A MORE EMPATHETIC WAY FORWARD
Millennials want to be engaged in today's organizations: we just don't want to do it like our parents' did. Workplaces that can foster the diversity needed for innovation, while still creating enough cohesion so that they can function effectively, will be more successful.
What I invite older colleagues to do when they observe seemingly disrespectful behavior in a Millennial is to pause and say, "Could this be culture?" When Millennials are over-enthusiastic about declaring naïve opinions or when they want to enter their boss' office without knocking and use first names, that behavior doesn't need to be condoned or even allowed to persist; but it does need to be addressed empathetically so that we maintain cohesion and engagement with our workforce.
That could mean the supervisor takes the Millennial aside and says, "You know, I use my staff meetings to convey guidance, I don't see them as participatory forums. May I suggest a different venue we can use so that I may hear your thoughts and feedback?" Or, instead of saying, "Stop being so overly sensitive!" supervisors might recognize the stress Millennials have about a single mistake eroding all future success and try something like: "You are a great employee and you don't need to worry about your future here. I also want your performance to be even better, so what would be an effective way for me to give you feedback on where I want you to improve?"
And of course it goes both ways: if we as Millennials can be aware that, culturally, we come across as cavalier about authority, we can anticipate how our superiors will respond and modify our behavior to create the interaction that we want.
At the organizational level, when recruiting Millennials, we might use incentive packages that include paying off student loans and flexible work arrangements, alongside the more traditional 401(K) packages and premium healthcare plans that more typically appeal to Baby Boomers. We might anticipate that Millennials will want more time away from the office for holidays and family events, as they've developed close and even dependent relationships with their parents. We might resist outright blocking social media sites and instead look to polices and norms that balance personal breaks with fair levels of effort and professionalism.

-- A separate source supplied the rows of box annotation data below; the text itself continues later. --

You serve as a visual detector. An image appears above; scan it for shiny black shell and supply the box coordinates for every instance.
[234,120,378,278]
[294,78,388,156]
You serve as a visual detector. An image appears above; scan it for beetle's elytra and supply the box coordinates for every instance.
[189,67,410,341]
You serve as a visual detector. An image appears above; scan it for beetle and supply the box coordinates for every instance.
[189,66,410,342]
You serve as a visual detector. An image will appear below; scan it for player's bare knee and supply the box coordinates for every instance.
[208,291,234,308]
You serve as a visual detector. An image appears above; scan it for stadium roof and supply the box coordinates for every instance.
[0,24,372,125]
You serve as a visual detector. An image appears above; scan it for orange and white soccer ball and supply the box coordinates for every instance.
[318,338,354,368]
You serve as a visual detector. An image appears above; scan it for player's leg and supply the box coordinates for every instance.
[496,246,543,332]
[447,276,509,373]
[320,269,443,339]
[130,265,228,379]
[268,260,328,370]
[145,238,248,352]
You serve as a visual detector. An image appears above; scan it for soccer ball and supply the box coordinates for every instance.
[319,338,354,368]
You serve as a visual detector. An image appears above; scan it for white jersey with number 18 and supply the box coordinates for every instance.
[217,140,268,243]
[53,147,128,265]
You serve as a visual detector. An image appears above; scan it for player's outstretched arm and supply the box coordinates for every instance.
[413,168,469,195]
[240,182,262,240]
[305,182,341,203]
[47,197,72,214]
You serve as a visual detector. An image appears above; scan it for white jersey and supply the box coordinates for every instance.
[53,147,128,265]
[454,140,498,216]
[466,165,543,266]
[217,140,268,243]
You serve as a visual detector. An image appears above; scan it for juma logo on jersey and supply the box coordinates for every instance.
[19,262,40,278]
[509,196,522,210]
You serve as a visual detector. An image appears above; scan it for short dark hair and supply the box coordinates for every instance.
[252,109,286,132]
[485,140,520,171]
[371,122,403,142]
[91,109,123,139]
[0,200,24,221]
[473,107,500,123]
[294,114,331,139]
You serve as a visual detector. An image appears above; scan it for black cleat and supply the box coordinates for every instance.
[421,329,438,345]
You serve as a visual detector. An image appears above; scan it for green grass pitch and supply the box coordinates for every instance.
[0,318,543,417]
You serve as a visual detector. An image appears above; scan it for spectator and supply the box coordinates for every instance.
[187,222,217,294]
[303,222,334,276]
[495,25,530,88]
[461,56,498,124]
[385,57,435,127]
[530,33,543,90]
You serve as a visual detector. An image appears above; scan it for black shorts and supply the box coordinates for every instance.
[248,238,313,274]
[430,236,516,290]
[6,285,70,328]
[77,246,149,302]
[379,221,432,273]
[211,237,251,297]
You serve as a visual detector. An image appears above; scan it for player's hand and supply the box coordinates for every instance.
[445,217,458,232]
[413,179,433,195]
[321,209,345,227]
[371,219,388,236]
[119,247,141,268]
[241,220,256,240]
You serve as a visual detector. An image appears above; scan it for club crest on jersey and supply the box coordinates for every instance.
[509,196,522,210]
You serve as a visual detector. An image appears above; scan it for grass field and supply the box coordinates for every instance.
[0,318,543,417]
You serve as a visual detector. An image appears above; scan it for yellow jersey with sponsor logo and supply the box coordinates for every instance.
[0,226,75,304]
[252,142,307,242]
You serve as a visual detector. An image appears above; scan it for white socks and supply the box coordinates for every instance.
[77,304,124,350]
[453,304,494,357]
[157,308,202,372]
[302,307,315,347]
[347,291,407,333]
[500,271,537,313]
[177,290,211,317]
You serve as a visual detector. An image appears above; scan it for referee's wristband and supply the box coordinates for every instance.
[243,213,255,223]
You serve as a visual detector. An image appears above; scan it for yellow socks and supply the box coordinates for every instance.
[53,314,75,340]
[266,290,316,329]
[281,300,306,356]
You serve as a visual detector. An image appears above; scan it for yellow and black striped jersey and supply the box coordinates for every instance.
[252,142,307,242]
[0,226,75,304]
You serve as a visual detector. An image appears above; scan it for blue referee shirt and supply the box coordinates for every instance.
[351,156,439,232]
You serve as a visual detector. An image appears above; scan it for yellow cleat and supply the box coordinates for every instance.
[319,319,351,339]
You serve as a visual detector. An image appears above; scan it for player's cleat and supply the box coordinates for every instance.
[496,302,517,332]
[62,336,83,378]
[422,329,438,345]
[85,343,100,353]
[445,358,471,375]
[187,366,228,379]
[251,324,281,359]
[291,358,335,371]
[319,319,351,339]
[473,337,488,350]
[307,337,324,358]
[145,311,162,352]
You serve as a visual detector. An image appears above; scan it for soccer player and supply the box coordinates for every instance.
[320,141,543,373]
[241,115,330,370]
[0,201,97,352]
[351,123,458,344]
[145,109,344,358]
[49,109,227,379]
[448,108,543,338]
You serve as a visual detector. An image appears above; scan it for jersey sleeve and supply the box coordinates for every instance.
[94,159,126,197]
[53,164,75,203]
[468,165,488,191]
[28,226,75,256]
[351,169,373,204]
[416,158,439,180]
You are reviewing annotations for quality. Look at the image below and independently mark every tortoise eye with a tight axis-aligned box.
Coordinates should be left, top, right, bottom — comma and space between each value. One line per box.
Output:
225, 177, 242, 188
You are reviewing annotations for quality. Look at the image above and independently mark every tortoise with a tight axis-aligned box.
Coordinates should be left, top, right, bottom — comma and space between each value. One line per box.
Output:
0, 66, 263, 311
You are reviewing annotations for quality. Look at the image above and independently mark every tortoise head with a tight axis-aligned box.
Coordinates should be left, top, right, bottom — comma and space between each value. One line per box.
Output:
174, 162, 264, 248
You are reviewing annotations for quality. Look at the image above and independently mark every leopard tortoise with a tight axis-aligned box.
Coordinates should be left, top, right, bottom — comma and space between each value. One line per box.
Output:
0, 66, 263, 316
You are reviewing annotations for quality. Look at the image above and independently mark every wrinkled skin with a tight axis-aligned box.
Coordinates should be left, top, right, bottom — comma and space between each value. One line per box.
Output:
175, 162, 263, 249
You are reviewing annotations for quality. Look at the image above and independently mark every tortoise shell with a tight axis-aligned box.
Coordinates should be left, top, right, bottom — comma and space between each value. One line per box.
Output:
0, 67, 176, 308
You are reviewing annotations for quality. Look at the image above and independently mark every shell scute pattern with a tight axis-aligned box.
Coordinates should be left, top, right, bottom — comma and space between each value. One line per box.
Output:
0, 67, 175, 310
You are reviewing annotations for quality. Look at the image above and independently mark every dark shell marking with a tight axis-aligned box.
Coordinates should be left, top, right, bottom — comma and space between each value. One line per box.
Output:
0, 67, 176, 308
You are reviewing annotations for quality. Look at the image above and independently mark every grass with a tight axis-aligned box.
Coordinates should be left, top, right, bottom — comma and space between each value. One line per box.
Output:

Developing awareness of an organization's own culture and training employees in intercultural competence is key. As an example, an organization might assess how it culturally lines up on Geert Hofstede's five dimensions (power distance, uncertainty avoidance, individualism versus collectivism, etc.) and then break those data out by cultural group in order to anticipate conflict. As another example, employees might rank a list of values for themselves personally and then as they perceive the values of their organization. Such an exercise might also help employees develop cultural awareness and navigate conflict.
With deliberate, evidence-based learning, we can avoid succumbing to spirals of shame, frustration, and defensiveness—and instead be constructive and purposeful about how we improve ourselves, our teams, and our organizations.